Prescription Medications
In Chapter III, we discussed the benefits of various nootropics when compared to
placebo and against one another. What happens when we match them up against
prescription medications?
-Racetams vs. Anti-depressants (MAOIs, SSRIs)
In Russia, phenylpiracetam is prescribed in the treatment of depression and
apathy (Malaykh & Sadaie, 2010, p. 290). Piracetam has shown promise in
treating the depression of those suffering from chronic cerebrovascular disorders
(p. 297). Unlike MAOIs and SSRIs for depression, the -racetams can be stopped
without fear of discontinuation syndrome (withdrawal).
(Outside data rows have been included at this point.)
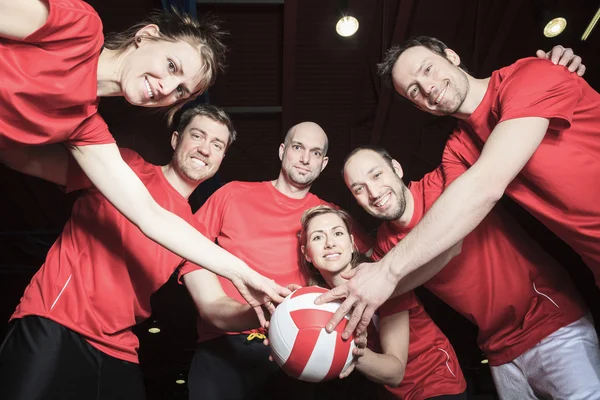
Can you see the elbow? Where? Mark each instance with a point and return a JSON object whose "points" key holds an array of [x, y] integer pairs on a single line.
{"points": [[396, 379]]}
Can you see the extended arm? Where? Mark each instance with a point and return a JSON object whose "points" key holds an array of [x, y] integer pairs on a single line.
{"points": [[118, 183], [215, 307], [388, 368]]}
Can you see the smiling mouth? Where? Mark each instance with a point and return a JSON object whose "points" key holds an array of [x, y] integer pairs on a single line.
{"points": [[383, 200], [441, 95], [148, 88], [199, 162]]}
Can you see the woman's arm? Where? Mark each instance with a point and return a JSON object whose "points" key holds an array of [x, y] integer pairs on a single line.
{"points": [[118, 183], [215, 307], [388, 368], [19, 19]]}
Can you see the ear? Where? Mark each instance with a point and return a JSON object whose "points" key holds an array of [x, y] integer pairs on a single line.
{"points": [[452, 56], [324, 163], [174, 139], [147, 31], [303, 250], [397, 168]]}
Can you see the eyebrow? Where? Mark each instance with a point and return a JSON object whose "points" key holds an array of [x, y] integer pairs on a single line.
{"points": [[369, 172], [323, 231], [206, 134], [180, 64]]}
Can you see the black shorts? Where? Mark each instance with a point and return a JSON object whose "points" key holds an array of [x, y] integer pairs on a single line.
{"points": [[43, 360]]}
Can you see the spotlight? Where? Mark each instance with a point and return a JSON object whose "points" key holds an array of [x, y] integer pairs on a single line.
{"points": [[555, 27], [347, 26], [154, 328]]}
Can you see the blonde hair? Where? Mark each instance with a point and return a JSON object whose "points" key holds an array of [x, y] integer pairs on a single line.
{"points": [[173, 26], [310, 272]]}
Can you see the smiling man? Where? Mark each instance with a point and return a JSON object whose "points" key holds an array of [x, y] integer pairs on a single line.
{"points": [[259, 222], [70, 336]]}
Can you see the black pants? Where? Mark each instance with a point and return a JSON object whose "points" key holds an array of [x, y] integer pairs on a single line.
{"points": [[43, 360], [231, 368]]}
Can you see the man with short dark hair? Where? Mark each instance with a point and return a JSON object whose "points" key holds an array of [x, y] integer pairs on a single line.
{"points": [[258, 222], [533, 326]]}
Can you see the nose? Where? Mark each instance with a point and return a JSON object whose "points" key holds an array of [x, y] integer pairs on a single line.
{"points": [[305, 157], [204, 148], [167, 85]]}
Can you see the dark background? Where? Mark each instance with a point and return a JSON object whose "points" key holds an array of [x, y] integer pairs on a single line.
{"points": [[287, 65]]}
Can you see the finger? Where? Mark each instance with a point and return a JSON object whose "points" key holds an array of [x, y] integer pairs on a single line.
{"points": [[355, 318], [270, 307], [556, 53], [575, 63], [338, 292], [260, 314], [365, 319], [358, 352], [566, 57], [339, 315], [349, 274], [348, 370], [541, 54], [293, 286]]}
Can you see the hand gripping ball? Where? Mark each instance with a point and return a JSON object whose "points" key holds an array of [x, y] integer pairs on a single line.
{"points": [[299, 342]]}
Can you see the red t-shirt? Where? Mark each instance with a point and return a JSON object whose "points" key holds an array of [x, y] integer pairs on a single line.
{"points": [[502, 280], [49, 81], [432, 368], [100, 273], [259, 225], [559, 184]]}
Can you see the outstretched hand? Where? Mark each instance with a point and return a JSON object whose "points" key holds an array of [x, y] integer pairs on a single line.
{"points": [[564, 56], [259, 291], [368, 287], [357, 352]]}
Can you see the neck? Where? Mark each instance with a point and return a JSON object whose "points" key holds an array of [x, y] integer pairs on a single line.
{"points": [[475, 95], [409, 210], [109, 72], [335, 279], [288, 188], [184, 186]]}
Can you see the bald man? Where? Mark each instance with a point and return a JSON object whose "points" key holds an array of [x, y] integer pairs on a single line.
{"points": [[258, 222]]}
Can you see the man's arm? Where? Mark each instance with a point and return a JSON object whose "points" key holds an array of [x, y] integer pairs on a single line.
{"points": [[106, 169], [215, 307], [48, 162], [388, 368], [461, 207]]}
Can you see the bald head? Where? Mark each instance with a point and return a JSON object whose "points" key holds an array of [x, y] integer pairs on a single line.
{"points": [[310, 129]]}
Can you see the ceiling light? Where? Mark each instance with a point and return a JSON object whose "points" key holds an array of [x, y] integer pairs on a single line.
{"points": [[555, 27], [591, 26], [346, 26]]}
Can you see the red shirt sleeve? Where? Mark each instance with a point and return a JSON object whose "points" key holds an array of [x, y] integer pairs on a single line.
{"points": [[398, 304], [537, 88], [93, 130]]}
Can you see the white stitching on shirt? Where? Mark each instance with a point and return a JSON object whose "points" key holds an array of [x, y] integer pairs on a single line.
{"points": [[447, 359], [60, 294], [546, 296]]}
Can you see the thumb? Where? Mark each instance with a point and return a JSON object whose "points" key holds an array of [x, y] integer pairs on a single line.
{"points": [[541, 54], [349, 274], [337, 292]]}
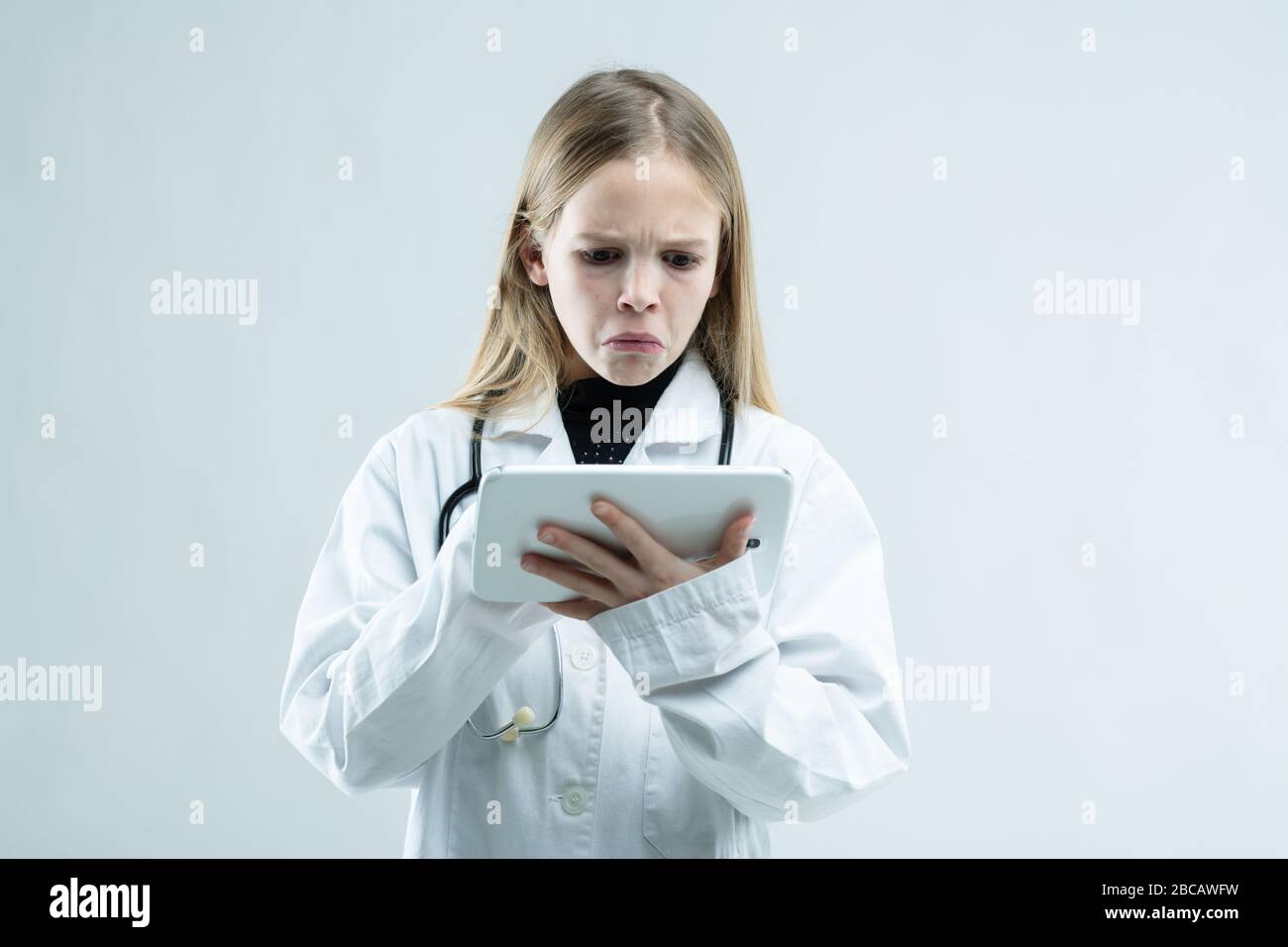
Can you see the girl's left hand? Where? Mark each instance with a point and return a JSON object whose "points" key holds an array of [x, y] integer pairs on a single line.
{"points": [[618, 581]]}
Many users of SSRIs
remark on feeling zombified while under the influence of these substances,
which only slightly out perform placebo. While on MAOIs, users must maintain a
strict diet as foods high in tyramine (such as cured/dried meats, aged cheese,
spoiled foods, soy sauce, and more) cause a dangerous spike in blood pressure
(Hall-Flavin, Daniel, 2013). These dietary restrictions are not necessary with the racetams.
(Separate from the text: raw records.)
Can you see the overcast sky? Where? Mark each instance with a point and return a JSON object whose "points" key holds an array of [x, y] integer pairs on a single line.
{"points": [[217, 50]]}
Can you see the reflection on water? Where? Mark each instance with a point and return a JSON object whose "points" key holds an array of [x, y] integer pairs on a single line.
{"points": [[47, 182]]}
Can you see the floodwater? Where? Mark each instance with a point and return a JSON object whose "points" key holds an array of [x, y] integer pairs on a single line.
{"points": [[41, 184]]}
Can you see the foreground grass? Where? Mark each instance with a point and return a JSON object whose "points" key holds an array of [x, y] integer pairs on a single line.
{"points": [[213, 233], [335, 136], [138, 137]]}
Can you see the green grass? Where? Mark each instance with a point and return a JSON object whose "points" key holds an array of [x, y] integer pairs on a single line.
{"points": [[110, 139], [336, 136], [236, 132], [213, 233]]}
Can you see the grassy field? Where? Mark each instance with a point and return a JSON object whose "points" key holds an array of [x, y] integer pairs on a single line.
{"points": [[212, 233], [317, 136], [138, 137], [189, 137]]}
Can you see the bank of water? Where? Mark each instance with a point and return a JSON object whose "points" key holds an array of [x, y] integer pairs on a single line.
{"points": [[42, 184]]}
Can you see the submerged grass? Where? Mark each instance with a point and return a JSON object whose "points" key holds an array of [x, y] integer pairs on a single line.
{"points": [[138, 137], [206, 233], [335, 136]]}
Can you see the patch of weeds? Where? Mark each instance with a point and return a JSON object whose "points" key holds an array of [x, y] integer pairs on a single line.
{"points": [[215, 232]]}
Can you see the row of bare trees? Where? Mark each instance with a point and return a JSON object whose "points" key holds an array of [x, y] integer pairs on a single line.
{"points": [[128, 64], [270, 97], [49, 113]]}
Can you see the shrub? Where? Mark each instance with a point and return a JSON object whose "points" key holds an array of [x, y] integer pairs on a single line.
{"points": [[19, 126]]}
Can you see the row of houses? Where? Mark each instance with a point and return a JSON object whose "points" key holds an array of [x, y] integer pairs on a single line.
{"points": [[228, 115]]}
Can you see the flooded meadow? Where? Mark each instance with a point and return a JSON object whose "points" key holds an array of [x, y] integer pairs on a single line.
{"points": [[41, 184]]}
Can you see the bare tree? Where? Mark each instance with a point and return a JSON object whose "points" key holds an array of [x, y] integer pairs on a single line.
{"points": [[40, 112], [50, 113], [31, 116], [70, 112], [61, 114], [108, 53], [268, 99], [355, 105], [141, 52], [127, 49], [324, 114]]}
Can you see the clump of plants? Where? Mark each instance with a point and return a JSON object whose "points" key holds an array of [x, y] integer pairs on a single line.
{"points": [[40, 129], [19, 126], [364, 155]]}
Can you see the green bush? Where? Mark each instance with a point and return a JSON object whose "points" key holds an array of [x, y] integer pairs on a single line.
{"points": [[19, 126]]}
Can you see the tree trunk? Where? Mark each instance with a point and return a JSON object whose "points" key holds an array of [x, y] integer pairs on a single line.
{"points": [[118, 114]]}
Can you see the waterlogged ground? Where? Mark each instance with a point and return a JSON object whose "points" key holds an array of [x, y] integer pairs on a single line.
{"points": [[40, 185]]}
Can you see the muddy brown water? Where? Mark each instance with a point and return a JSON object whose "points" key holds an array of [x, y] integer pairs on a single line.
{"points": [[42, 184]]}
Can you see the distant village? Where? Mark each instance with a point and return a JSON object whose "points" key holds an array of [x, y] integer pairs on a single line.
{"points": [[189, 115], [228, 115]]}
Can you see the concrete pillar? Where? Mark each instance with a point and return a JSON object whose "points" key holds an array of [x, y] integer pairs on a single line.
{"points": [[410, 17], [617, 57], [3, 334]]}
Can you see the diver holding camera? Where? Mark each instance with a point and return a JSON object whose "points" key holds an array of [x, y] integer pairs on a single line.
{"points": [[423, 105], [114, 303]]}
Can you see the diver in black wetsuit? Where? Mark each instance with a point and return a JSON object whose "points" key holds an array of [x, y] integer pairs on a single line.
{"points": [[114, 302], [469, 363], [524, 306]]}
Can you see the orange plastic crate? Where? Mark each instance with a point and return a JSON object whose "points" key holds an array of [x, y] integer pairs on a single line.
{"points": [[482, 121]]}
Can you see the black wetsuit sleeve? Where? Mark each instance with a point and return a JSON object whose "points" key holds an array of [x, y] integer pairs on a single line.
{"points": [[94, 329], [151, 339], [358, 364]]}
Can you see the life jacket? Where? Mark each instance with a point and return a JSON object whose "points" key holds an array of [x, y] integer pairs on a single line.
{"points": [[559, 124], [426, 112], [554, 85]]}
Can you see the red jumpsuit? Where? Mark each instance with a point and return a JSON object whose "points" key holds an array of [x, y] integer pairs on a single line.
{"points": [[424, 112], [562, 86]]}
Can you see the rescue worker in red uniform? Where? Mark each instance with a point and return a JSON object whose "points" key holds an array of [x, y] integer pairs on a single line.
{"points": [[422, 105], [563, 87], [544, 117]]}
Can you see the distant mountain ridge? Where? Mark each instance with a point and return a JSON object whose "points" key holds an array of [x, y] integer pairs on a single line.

Aniracetam vs. Benzodiazepines (alprazolam, diazepam, lorazepam,
clonazepam)
In a study of mice in which one group was given aniracetam and another
diazepam, the former showed anxiolytic effects in four different anxiety models
compared to the latter's two (Nakamura & Kurasawa, 2001). Benzodiazepines are
great as quick treatments for panic attacks, but frequent and extended use of
them is not necessarily a good idea. Individuals habituated to benzodiazepines
may experience negative withdrawal symptoms upon cessation; if serious
enough, it can lead to seizures and even death. Aniracetam has no such
withdrawal symptoms.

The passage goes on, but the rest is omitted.